/myPersonality

Easy access to myPersonality data

Primary LanguageR

myPersonality

The 'myPersonality' R package provides easy access to a rich dataset created by Cambridge Psychometrics Centre. To learn more about the dataset itself, please visit myPersonality research wiki. Because the dataset contains millions of respondents, the easiest way to access the data is through a database connection. The myPersonality package provides a set of utility functions to request specific variables of interest from the data.

Data access

The dataset is only available by special permission to our academic collaborators. If you are interested in using the dataset in your research, please contact us to request access privileges. Please make sure you have received your user name and password from Cambridge Psychometrics Centre before proceeding with installation.

Installation

Please follow these instructions carefully and to the letter. You need to do the setup only once.

Install database drivers (Windows users only)

On computers running Windows operating system, myPersonality depends on RODBC package to establish database connections. This requires the installation of a MySQL ODBC driver and Data Source Name (DSN) on your computer.

MySQL ODBC driver

Please download and install the MySQL ODBC driver from MySQL developer website. On the download page, find Windows (x86, 64-bit), MSI Installer, if you are running R in a 64-bit environment. For a 32-bit compatible MySQL driver, please choose Windows (x86, 32-bit), MSI Installer Connector-ODBC.

Data Source Name

  1. Once you have installed the MySQL ODBC driver, click the Windows Start menu and type ODBC into the search box. (For 32-bit Windows machines, please use odbcad32 instead.)
  2. Click on "Data Source (ODBC)" in the search results. Wait for the program to open.
  3. Select the "System DSN" tab.
  4. Click the "Add..." button.
  5. Choose "MySQL ODBC 5.2w Driver".
  6. In the "Data Source Name:" field, type myPersonality.
  7. In the "TCP/IP Server field:", type alex.e-psychometrics.com. Note to Michal and David: The production server details go here when the server is up.
  8. Leave "Description", "User", "Password", and "Database" fields blank. The "Port:" field should read 3306 by default.
  9. Optionally, click "Details >>" and check the box "Use compression". This will improve data download speeds.
  10. Click "OK" to save the DSN.

Install the myPersonality package itself

The myPersonality package is installed using the devtools package:

install.packages("devtools") 
library(devtools)
install_github('myPersonality',  username = 'vanderlowe')

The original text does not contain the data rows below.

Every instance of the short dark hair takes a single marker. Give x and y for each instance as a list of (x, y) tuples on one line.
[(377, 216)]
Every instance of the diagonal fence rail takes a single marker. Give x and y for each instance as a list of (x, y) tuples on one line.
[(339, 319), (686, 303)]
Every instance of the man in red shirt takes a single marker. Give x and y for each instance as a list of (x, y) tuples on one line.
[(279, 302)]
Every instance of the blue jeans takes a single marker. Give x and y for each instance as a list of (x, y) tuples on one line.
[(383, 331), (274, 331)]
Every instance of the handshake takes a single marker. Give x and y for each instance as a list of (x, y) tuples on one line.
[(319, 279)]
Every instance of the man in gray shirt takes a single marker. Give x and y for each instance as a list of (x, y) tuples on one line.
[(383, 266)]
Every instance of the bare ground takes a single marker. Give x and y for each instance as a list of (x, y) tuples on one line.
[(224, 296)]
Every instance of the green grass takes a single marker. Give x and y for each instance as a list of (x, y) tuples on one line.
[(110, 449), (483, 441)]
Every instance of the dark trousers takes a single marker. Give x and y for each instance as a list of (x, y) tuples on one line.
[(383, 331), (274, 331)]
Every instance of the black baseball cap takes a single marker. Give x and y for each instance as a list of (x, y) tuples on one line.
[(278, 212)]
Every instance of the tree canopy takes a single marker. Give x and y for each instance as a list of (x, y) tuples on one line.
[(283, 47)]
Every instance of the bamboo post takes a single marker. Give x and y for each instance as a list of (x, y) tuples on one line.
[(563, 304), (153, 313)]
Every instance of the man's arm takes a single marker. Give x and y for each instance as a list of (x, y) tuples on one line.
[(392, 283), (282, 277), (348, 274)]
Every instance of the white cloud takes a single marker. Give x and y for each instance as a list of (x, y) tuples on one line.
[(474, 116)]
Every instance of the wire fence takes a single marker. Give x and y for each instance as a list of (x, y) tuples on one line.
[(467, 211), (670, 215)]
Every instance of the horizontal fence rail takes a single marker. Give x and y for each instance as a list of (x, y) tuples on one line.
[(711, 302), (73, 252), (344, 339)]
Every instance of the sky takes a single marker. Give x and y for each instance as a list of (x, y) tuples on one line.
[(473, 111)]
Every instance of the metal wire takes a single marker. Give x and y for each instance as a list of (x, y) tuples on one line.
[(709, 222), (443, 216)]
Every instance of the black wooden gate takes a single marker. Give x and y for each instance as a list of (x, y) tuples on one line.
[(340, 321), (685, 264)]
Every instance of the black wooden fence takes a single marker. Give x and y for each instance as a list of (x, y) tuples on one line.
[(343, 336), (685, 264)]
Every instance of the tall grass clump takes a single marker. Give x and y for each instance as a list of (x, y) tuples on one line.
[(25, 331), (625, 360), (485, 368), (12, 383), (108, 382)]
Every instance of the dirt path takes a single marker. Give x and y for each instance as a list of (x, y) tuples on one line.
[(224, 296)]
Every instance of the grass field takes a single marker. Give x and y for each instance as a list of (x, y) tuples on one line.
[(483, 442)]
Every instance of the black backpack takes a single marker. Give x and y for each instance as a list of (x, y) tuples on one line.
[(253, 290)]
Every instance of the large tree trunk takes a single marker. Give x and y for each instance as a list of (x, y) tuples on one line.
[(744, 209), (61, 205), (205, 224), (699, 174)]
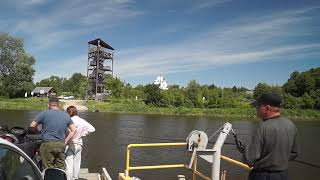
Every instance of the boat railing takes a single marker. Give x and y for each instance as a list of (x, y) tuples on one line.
[(195, 172)]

Example usage: Novice users

At the start of each session, you must load the myPersonality package to make the functions available in R. You can do this by typing:

library(myPersonality)

Testing the connection

To test that your connection works, type the following:

myPersonality()

First, you should be prompted for your user name and password. Once you enter these, you should see the following message (or similar, as the available functions depend on the extent of your access privileges):

Currently, the following data access functions are available to you:
adress()
participants()
satisfaction_with_life()

Each of these functions gives you access to data in our database.

Exploring the dataset

Let's start with basic information about participants in myPersonality database. Go ahead and type:

participants()

You should see the following message:

This table contains basic demographic information about the myPersonality participants.
For more information about these data, please see: Kosinski, M., Stillwell D. J., & Graepel, T. (2013). Private traits and attributes are predictable from digital records of human behavior. Proceedings of the National Academy of Sciences, 110(15), 5802-5805.
http://mypersonality.org

The database table demog contains the following variables:
age                                                           
birthday                                                      
gender                 Gender of the user*                    
interested_in          Interested In*                         
locale                 language version of Facebook interface*
mf_dating              Meeting other for dating               
mf_friendship          Meeting other for friendship           
mf_networking          Meeting other for networking           
mf_random              Meeting other for random play          
mf_relationship        Meeting other for relationship                                    
mf_whatever            Meeting other for whatever I can get   
network_size           Number of friends*                     
relationship_status    Relationship status*                   
timezone               User's Timezone                        
userid                 Unique user identifier                 

* Use command 'explainVariable("variable_name_here")' to see additional variable notes.
The table has 4282858 rows.

Since we did not specify which variable (i.e., a field in the database) we wanted, the function provided us with information about the participant data, including a list of available variables.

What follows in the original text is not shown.